Building solutions together

Big data brings with it many advantages, including the ability to discover otherwise unidentifiable trends and to process data in nearly real-time.

At TekWissen we make sure that we provide you with a solution that captures all of these benefits of Cloud Computing and Big Data, whilst still effectively addressing any technical challenges using the best tools available.

  • • Implementation of horizontally scalable solutions from the initial load-balancing, web and business-logic servers to data storage, transformation and analysis
  • • Usage of different types of NoSQL storages like Cassandra, HBase, Riak, Redis, MongoDB and others
  • • Real-time processing based on data streaming frameworks like Google Dremel, Storm, HStreaming, Percolator
  • • Set-up of Map-Reduce processes based on Hadoop, Cascading, Hive, Pig, Cascalog and other systems
  • • Usage of advanced data analytics platforms like Vertica, Pentaho and Pivotal(GreenPlum)

Architectural design for distributed scalable systems

Its no easy task building large-scale distributed platforms and it requires a deep understanding of the challenges of increased data volume, velocity and variety.

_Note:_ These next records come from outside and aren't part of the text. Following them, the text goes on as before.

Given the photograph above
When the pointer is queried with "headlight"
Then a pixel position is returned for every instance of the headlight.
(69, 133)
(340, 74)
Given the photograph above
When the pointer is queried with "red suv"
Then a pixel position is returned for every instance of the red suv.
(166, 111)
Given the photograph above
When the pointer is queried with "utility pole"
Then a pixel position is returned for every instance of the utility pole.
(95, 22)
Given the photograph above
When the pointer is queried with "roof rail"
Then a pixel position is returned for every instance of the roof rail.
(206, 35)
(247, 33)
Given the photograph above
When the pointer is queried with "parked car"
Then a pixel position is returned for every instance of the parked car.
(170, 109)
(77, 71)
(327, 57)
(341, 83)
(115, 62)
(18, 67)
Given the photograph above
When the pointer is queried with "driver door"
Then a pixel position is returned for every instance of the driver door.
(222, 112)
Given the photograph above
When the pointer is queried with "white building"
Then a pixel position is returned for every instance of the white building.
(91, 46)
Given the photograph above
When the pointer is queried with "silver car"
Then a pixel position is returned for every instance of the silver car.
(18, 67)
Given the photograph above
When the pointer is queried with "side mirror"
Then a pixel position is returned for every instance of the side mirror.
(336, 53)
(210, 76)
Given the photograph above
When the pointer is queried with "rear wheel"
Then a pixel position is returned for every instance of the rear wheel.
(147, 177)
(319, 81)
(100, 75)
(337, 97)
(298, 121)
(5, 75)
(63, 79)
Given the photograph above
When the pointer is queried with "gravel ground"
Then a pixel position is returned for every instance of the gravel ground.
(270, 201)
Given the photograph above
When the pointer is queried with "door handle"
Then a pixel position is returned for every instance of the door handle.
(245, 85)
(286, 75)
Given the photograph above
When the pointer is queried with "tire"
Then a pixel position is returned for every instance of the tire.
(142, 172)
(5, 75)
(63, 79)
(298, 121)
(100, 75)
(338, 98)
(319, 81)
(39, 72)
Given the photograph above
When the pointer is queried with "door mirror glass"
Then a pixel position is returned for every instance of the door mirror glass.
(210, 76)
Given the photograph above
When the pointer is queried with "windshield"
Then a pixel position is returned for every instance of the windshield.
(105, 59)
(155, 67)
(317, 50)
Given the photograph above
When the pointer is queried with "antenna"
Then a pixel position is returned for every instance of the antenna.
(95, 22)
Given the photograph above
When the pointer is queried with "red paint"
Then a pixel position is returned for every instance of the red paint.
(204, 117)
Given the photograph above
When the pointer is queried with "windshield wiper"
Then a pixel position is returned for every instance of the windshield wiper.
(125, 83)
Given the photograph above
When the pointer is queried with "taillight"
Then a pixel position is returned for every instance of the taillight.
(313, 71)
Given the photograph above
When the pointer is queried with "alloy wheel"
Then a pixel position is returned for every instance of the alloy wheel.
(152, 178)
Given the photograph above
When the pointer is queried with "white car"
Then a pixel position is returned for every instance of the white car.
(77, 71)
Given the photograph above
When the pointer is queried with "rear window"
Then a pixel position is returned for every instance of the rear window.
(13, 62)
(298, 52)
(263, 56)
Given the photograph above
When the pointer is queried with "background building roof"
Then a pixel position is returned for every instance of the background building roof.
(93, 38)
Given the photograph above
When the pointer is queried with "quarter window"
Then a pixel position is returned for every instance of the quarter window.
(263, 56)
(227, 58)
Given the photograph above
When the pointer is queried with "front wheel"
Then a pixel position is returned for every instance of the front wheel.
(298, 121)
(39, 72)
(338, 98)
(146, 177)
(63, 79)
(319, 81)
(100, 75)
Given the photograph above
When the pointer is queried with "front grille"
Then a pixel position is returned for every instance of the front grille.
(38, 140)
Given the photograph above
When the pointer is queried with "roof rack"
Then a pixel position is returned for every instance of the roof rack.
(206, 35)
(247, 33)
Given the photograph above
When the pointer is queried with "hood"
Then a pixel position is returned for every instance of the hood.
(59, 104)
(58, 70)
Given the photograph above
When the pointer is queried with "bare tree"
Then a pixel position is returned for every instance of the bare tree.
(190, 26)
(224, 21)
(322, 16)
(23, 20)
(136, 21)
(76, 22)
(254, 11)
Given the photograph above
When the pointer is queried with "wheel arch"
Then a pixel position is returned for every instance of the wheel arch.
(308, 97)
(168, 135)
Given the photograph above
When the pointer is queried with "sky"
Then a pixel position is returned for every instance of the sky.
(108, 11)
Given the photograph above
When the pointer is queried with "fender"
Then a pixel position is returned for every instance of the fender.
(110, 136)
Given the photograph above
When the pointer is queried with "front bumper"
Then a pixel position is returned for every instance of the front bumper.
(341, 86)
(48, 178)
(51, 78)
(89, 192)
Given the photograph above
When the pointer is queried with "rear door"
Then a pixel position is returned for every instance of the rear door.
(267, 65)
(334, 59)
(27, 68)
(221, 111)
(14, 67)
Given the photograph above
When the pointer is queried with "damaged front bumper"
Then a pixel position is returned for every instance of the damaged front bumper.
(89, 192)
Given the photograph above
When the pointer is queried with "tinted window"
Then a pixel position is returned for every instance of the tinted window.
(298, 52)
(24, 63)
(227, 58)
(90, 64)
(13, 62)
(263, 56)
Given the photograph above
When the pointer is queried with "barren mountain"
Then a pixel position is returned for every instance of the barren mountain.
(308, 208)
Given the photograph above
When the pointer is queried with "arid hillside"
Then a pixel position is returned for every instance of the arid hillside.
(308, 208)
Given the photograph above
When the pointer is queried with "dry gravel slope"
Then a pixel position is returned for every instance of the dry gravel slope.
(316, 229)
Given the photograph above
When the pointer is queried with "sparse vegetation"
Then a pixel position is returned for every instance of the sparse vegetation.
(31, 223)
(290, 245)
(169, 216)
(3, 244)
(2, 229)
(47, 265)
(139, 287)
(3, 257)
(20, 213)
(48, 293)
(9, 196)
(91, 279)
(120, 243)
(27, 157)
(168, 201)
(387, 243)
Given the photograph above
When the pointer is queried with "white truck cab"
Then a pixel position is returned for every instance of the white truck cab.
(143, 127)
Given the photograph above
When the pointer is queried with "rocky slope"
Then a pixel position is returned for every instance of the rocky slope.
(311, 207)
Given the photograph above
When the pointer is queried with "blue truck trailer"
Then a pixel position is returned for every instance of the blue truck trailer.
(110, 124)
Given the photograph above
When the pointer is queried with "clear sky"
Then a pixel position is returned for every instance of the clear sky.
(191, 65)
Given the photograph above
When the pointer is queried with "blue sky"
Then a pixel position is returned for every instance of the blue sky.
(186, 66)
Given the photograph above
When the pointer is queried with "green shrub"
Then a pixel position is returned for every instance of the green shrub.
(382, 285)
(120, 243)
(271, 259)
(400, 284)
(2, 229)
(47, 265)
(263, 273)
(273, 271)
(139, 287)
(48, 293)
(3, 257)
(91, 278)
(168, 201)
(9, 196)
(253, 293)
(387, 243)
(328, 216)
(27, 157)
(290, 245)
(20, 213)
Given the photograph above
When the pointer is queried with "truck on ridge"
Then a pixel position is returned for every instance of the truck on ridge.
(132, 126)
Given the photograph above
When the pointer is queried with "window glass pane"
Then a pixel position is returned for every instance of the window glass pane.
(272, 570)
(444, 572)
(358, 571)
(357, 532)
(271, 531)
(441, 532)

Proper use of existing and evolving software frameworks and products will mitigate the risks but still requires knowledge of the Big Data landscape and the pros/cons of each concrete solution.

TekWissen employs seasoned architects who will help to gather requirements, pick appropriate solutions and design a system that efficiently meets clients needs.

Development and quality assurance of big data solutions

TekWissen has a proven track record in successful delivery of distributed scalable solutions and has accumulated a substantial amount of knowledge and expertise in this area.

Our engineers and QA experts are well aware of the challenges Big Data poses and are up to the task of building and testing your product the right way.

Operations of big data solutions

TekWissen has successfully shipped projects that run both on in-house infrastructure, Amazon Elastic Cloud, Rackspace and/or other cloud storage providers. Our DevOps, Systems Engineering and Network Operations Control teams offer the following services:

  • • Infrastructure setup: system hardware requirements, network topology and host configurations are deduced to meet current and future needs of production systems
  • • Deployment automation: all necessary steps to roll out new releases are automated to ensure smooth and continuous delivery
  • • Backup and recovery: disaster recovery scenarios are defined and backup servers are prepared
  • • Operation readiness: failure notifications are set up and system monitoring is established

Big data platforms

The main Big Data management platforms that we embrace at TekWissen are:

NoSQL storages

NoSQL term describes a wide family of data storage products that employ less constrained consistency models than traditional relational databases. NoSQL solutions are used either alongside or instead of RDBMS to improve a systems data throughput, achieve linear scalability and effectively store unstructured data. The TekWissen team actively utilizes the following NoSQL storages: MongoDB, HBase, Cassandra, Riak, Redis, Infinispan as well as others.

Horizontally-scalable offline batch processing

Web-scale data often exceeds storage and memory capabilities of a single machine, while a variety of data creates difficulties when it comes to persisting the data using traditional approaches.

Apache Hadoop is the industry-standard for the implementation of Map-Reduce pattern, which is typically used for offline batch processing tasks. Hadoop provides virtually unlimited scale and schema-free storage and makes sure the data is redundantly distributed across a cluster of machines. We also use tools like Cascading, Hive, Pig and Cascalog alongside Hadoop to optimize Big Data processing tasks.

Real-time processing, data streaming frameworks

Batch processing frameworks like Hadoop are good when there is a need to go through the entire dataset. When it comes to real-time processing of new data chunks and ad-hoc analysis, another family of technologies emerge, which we actively research and embrace at TekWissen. Percolator is used as a Map-Reduce successor designed for incrementally processing updates to a large data set and to create the Google web search index.

Google Dremel/Apache Drill are tools which allow analysts to scan over petabytes of data in seconds to answer ad hoc queries and, presumably, power compelling visualizations. Pregel is a large bulk synchronous processing application for petabyte-scale graph processing on distributed commodity machines.

Advanced analytics and business intelligence tools

Business Intelligence (BI) is an umbrella term that includes applications, infrastructures, tools and best practices that enable access to and analysis of information to improve and optimize decision and performance.

Tools like Tableau, QlikView and Pentaho provide elaborate toolsets to search for hidden patterns, meaningful correlations and trends within massive volumes of data.